Public Health Department, Strasbourg University Hospital, 67000, Strasbourg, France.
Public Health Department, Strasbourg University Hospital, 67000, Strasbourg, France.
Int J Med Inform. 2020 Jul;139:104139. doi: 10.1016/j.ijmedinf.2020.104139. Epub 2020 Apr 9.
Cancer registries are collections of curated data about malignant tumor diseases.

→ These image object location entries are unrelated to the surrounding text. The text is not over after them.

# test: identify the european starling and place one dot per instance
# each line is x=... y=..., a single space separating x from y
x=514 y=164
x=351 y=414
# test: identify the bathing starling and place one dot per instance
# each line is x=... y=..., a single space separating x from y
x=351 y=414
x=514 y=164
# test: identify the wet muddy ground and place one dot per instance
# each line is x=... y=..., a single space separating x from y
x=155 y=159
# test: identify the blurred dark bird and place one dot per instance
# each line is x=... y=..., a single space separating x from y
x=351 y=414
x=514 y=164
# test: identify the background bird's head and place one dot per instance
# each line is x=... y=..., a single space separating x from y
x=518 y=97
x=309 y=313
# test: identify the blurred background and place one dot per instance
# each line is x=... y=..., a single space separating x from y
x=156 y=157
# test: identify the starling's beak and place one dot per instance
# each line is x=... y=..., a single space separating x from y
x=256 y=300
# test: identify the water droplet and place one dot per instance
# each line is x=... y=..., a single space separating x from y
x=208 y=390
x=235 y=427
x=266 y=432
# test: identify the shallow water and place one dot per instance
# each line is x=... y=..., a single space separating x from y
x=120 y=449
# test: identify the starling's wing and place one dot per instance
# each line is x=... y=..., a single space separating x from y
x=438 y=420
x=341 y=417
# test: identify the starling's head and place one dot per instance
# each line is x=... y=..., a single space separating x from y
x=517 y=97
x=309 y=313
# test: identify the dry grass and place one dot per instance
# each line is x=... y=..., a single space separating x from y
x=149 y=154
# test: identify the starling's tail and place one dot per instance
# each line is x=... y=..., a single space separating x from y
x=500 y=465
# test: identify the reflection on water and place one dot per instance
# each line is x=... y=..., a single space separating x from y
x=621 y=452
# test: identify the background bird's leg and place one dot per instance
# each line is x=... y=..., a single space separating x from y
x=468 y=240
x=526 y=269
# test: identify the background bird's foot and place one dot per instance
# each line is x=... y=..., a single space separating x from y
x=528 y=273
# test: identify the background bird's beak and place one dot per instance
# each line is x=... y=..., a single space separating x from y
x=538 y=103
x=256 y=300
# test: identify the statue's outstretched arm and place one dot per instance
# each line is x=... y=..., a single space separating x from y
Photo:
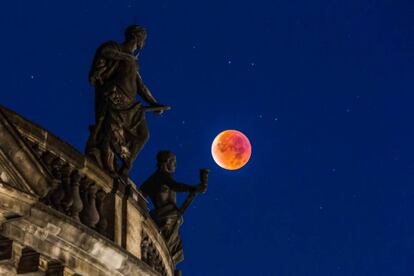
x=144 y=92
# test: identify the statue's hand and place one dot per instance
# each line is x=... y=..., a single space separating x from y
x=160 y=112
x=202 y=187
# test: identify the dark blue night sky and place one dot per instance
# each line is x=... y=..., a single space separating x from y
x=323 y=89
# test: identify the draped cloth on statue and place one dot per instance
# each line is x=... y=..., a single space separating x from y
x=162 y=188
x=120 y=119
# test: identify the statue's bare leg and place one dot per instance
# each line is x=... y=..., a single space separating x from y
x=141 y=139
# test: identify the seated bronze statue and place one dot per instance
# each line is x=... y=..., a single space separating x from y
x=161 y=188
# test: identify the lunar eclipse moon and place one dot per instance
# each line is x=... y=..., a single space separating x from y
x=231 y=149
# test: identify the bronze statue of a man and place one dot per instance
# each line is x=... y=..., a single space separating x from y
x=162 y=188
x=120 y=129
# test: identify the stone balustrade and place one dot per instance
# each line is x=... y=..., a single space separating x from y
x=84 y=195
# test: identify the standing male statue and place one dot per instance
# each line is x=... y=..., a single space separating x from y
x=162 y=188
x=120 y=129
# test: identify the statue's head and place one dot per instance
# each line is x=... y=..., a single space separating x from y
x=166 y=161
x=136 y=33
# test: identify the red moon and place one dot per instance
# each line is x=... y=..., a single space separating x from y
x=231 y=149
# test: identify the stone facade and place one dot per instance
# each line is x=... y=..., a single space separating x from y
x=62 y=215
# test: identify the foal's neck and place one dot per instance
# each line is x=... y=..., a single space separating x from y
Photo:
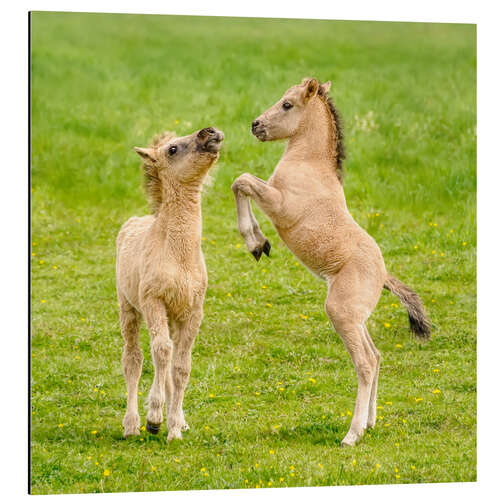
x=314 y=141
x=178 y=220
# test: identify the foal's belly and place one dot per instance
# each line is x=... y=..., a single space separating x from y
x=316 y=247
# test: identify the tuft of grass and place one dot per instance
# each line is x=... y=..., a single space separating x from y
x=102 y=84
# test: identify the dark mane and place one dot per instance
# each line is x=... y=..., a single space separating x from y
x=152 y=183
x=339 y=134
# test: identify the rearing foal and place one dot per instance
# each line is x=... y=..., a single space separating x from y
x=304 y=199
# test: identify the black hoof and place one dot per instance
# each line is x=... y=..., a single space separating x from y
x=267 y=248
x=257 y=253
x=153 y=428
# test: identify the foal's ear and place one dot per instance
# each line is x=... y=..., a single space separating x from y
x=149 y=155
x=311 y=90
x=325 y=87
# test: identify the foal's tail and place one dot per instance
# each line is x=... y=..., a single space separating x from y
x=420 y=324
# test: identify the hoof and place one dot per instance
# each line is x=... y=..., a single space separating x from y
x=350 y=440
x=257 y=253
x=129 y=433
x=153 y=428
x=174 y=434
x=267 y=248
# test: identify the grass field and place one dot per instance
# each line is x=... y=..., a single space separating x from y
x=272 y=386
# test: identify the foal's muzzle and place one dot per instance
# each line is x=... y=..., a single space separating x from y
x=210 y=139
x=258 y=130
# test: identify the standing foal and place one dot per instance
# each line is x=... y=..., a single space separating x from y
x=161 y=275
x=304 y=199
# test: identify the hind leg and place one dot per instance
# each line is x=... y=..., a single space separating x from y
x=348 y=305
x=372 y=410
x=132 y=359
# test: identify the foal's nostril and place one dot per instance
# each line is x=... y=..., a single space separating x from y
x=204 y=132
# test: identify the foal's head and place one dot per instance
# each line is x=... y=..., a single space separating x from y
x=282 y=120
x=171 y=162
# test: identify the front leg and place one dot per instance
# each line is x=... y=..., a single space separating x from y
x=269 y=200
x=181 y=369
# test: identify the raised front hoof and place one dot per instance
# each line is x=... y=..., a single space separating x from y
x=267 y=248
x=174 y=434
x=350 y=439
x=257 y=253
x=153 y=428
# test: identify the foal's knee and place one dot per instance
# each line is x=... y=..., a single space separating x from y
x=161 y=348
x=366 y=371
x=132 y=359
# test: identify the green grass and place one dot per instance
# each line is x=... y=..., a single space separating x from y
x=103 y=84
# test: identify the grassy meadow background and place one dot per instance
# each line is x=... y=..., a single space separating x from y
x=272 y=387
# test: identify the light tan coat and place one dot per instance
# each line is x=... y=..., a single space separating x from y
x=161 y=275
x=304 y=199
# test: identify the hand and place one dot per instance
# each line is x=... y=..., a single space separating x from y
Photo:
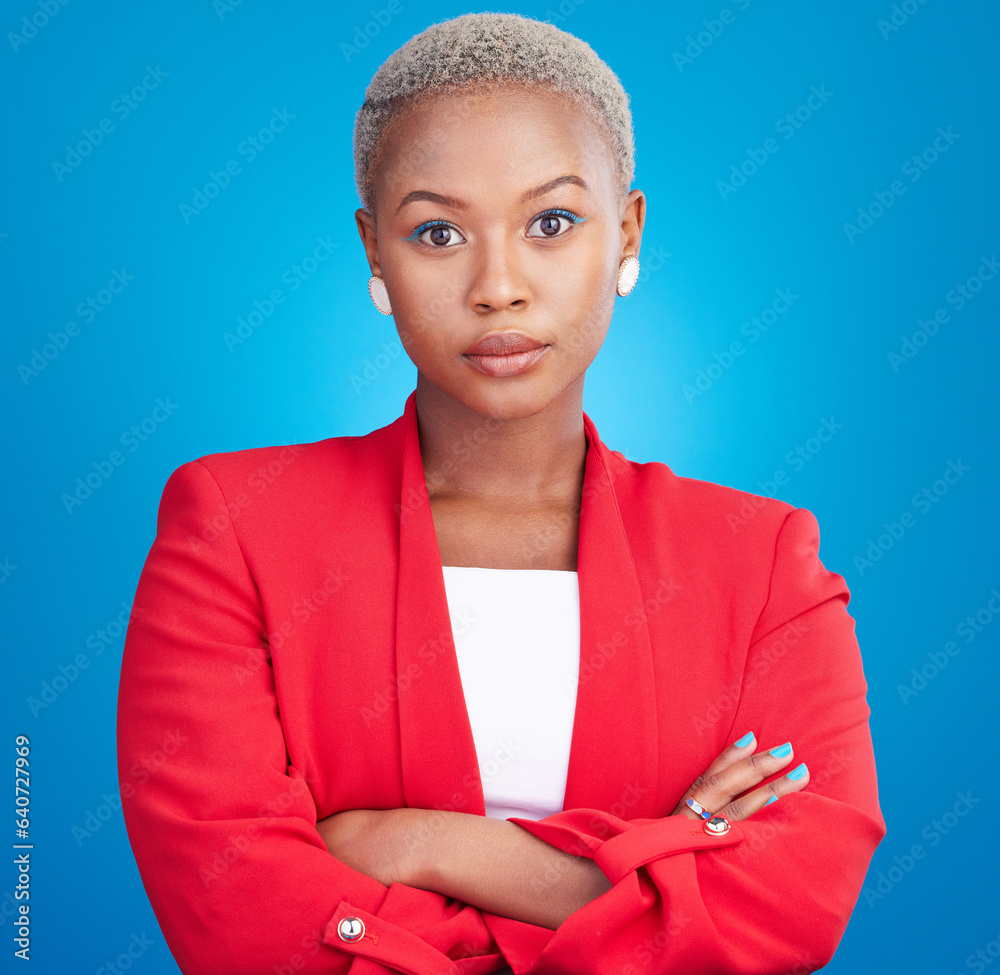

The amount of data processed by cancer registries increases every year, making manual registration more and more tedious.
We sought to develop an automatic analysis pipeline that would be able to identify and preprocess registry input for incident prostate adenocarcinomas in a French regional cancer registry.
Notifications from different sources submitted to the Bas-Rhin cancer registry were used here: pathology data and, ICD 10 diagnosis codes from hospital discharge data and healthcare insurance data. We trained a Support Vector Machine model (machine learning) to predict whether patient's data must be considered or not as a prostate adenocarcinoma incident case that should therefore be registered. The final registration of all identified cases was manually confirmed by a specialized technician. Text mining tools (regular expressions) were used to extract clinical and biological data from non-structured pathology reports.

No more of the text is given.